By Michael Schilf · January 14, 2011

“It’s not what you know, but who you know.” I’m entirely aware that this gray-haired saying is unoriginal and overused; however, sometimes we need to hear what we’ve heard a thousand times before in order for it to really sink in. And when it comes to Hollywood, the cliché is verifiable: it's all about relationships.

A strong network is valuable in all aspects of life, but in the film industry this is truer than almost anywhere else. Networking is an intrinsic part of filmmaking, whether you want to be an actor, producer, director or any member of the crew, and yes… the screenwriter too. But beginning writers trying to break into the industry can be guilty of a major illusion if they think their screenplay alone will be enough to get them in and open doors.

Although there is no doubt the quality of your script is important – it’s true that great material rises – but only if the writer of that great material can hand it to people who will read it. And in a town where “nobody reads”, it’s essential to have people in your network that can pass your screenplay along.
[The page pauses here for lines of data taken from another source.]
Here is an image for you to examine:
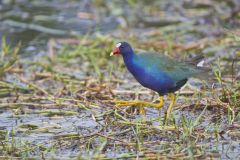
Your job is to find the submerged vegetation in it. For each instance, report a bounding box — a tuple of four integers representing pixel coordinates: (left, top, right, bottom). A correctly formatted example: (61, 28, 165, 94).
(0, 0, 240, 159)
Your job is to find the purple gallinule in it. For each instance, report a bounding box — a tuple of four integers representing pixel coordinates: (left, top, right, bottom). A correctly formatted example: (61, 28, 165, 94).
(110, 42, 207, 119)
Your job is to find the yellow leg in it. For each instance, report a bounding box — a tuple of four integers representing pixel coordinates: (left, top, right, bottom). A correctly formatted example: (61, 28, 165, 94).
(165, 93, 176, 120)
(156, 96, 164, 109)
(109, 100, 155, 107)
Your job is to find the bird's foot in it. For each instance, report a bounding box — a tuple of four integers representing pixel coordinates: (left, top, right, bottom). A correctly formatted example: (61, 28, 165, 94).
(109, 98, 164, 115)
(109, 100, 163, 108)
(108, 100, 149, 114)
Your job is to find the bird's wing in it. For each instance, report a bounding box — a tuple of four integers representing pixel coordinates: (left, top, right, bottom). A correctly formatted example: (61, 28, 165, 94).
(136, 52, 203, 83)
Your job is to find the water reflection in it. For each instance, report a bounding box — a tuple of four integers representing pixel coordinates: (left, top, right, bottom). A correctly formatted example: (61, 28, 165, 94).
(0, 0, 119, 47)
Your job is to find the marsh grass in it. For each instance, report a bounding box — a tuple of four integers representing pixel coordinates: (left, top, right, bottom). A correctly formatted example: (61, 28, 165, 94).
(0, 38, 19, 78)
(0, 33, 239, 159)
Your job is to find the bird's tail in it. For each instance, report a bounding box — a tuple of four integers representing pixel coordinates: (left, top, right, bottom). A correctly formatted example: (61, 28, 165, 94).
(187, 55, 204, 65)
(189, 55, 211, 79)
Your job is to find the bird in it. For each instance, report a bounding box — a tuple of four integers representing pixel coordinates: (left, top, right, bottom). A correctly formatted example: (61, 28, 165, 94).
(110, 41, 207, 119)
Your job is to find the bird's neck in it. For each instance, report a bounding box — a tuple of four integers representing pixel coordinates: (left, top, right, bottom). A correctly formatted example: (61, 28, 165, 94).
(122, 50, 135, 65)
(122, 50, 135, 63)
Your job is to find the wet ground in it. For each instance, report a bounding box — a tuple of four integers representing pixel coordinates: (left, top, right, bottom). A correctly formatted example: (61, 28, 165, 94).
(0, 0, 240, 159)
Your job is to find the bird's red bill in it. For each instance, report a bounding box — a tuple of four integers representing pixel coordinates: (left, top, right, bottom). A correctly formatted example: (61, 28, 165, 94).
(110, 47, 120, 56)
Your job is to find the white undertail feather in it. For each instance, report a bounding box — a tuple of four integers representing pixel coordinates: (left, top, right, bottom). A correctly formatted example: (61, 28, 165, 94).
(197, 60, 205, 67)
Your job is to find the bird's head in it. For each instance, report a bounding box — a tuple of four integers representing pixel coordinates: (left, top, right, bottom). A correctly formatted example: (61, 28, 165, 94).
(110, 42, 133, 56)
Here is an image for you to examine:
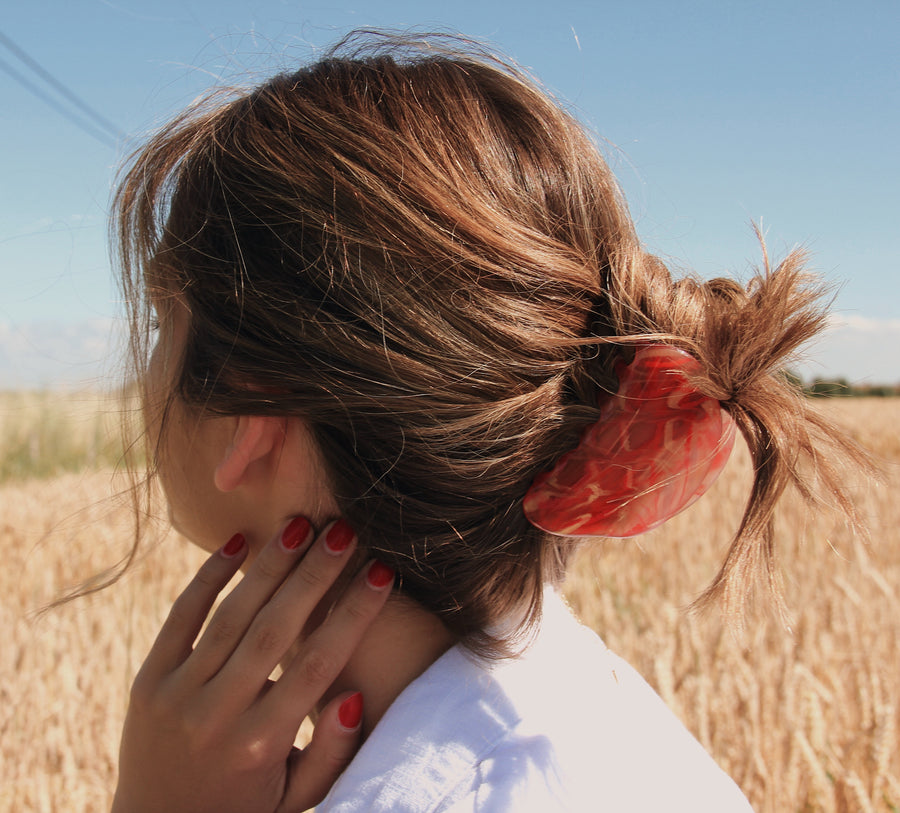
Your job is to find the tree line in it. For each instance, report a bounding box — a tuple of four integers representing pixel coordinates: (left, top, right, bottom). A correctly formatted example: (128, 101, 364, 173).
(783, 371, 900, 398)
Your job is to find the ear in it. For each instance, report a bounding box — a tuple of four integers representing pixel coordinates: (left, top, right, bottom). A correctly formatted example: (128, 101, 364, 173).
(214, 415, 286, 493)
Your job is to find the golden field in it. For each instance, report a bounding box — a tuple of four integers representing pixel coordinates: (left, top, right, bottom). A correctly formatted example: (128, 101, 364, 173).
(1, 394, 898, 812)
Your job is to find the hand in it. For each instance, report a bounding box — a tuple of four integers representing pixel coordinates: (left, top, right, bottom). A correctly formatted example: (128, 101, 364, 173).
(112, 518, 394, 813)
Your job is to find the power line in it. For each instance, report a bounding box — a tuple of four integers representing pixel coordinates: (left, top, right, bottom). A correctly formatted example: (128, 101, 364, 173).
(0, 56, 117, 148)
(0, 29, 123, 146)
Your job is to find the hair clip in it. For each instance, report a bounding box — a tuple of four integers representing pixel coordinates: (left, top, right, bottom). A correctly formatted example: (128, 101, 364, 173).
(524, 345, 736, 538)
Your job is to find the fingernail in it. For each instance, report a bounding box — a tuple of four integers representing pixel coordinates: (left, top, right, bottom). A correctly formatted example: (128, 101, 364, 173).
(366, 560, 395, 590)
(338, 692, 363, 731)
(324, 519, 355, 554)
(281, 516, 311, 551)
(221, 533, 246, 558)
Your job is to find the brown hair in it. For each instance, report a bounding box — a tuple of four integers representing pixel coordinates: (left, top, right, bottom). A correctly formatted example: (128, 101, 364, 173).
(113, 32, 873, 656)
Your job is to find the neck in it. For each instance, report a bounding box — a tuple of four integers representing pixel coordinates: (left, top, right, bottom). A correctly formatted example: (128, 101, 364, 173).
(295, 594, 456, 737)
(338, 597, 457, 735)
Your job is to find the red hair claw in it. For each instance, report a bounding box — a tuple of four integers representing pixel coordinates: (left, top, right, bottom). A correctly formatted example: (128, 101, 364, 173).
(524, 346, 736, 538)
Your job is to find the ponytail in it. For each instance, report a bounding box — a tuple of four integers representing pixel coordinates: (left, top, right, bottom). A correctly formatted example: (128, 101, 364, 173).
(588, 234, 879, 615)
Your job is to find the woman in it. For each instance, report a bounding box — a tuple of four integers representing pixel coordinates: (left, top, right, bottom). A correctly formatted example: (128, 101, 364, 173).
(109, 32, 869, 811)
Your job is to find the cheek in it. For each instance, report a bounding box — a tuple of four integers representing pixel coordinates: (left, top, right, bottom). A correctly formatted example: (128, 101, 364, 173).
(143, 297, 189, 459)
(143, 330, 177, 467)
(155, 413, 197, 537)
(156, 409, 247, 554)
(156, 413, 210, 546)
(140, 302, 231, 550)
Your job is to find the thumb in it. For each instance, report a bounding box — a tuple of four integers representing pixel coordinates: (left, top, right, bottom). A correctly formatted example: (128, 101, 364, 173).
(277, 691, 364, 812)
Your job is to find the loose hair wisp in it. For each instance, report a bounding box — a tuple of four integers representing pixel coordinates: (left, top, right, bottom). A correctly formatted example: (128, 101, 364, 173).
(114, 33, 875, 655)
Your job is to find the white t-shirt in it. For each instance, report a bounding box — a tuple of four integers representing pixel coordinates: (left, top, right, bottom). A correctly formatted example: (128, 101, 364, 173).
(319, 588, 754, 811)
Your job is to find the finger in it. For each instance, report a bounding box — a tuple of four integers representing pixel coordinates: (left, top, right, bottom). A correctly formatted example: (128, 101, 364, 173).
(277, 691, 364, 813)
(138, 533, 248, 682)
(184, 516, 315, 684)
(210, 519, 361, 707)
(262, 559, 394, 734)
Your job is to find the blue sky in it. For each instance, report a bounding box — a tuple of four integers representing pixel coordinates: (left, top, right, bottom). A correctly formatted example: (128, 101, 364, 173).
(1, 0, 898, 387)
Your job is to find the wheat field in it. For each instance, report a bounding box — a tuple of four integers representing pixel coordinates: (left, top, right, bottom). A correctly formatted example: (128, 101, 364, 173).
(1, 396, 898, 812)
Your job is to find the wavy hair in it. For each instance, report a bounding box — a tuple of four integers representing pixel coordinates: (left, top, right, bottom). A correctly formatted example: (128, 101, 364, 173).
(112, 32, 874, 655)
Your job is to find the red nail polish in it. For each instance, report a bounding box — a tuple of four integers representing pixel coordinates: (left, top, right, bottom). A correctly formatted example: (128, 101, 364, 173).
(221, 533, 246, 558)
(366, 561, 395, 589)
(281, 516, 311, 551)
(338, 692, 363, 730)
(325, 519, 355, 554)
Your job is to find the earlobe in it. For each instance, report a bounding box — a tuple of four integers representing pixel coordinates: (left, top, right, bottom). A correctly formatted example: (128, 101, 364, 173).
(213, 415, 285, 492)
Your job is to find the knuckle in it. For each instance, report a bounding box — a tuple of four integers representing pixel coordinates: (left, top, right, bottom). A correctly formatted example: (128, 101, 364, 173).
(234, 733, 275, 772)
(295, 559, 330, 591)
(179, 709, 219, 755)
(126, 681, 226, 757)
(297, 646, 339, 687)
(248, 620, 287, 655)
(132, 682, 179, 727)
(253, 552, 287, 583)
(165, 593, 194, 628)
(325, 747, 355, 773)
(338, 592, 373, 625)
(128, 672, 154, 710)
(193, 557, 226, 590)
(207, 613, 243, 645)
(128, 669, 183, 717)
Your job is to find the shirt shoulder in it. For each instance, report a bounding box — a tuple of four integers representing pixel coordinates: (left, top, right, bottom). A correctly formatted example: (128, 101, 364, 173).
(318, 590, 754, 812)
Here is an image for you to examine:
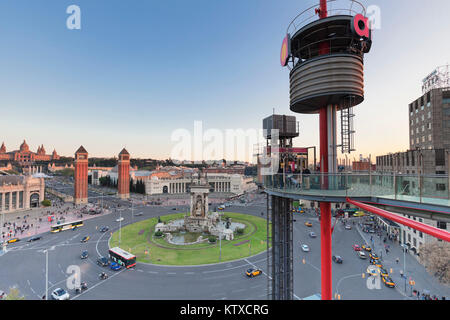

The reality is that there are a lot of good scripts out there showcasing a ton of talent, but quite often the doors to Hollywood are sealed shut. These doors are not closed to you on purpose. It’s not like you have to go through some painful “sell yourself to the Devil” initiation. You just need to have a key – a key available from somebody in your network.

So how do you go about building a network? Join a writer’s group, and if you can’t find one locally in your area, start one yourself. Not only do you have the advantage of meeting other writers every month who read your material and give you necessary feedback, but a writer’s group also creates deadlines – a true alley to any writer.

Working on independent films is another great way to build relationships – doing freebie jobs on student and low-budget projects. Often that will give you more experience than just being a PA (Production Assistant), since you'll often be thrown into several jobs at once. And it never hurts to learn how to wear more than one hat. Get to know everybody you work with, and as they go on to other things (as do you), you'll be able to bring each other along. And who knows, you might just be lucky enough to work with the next Christopher Nolan, Darren Aronofsky, or Guy Ritchie. Remember, “It’s not what you know, but who you know” that can make all the difference.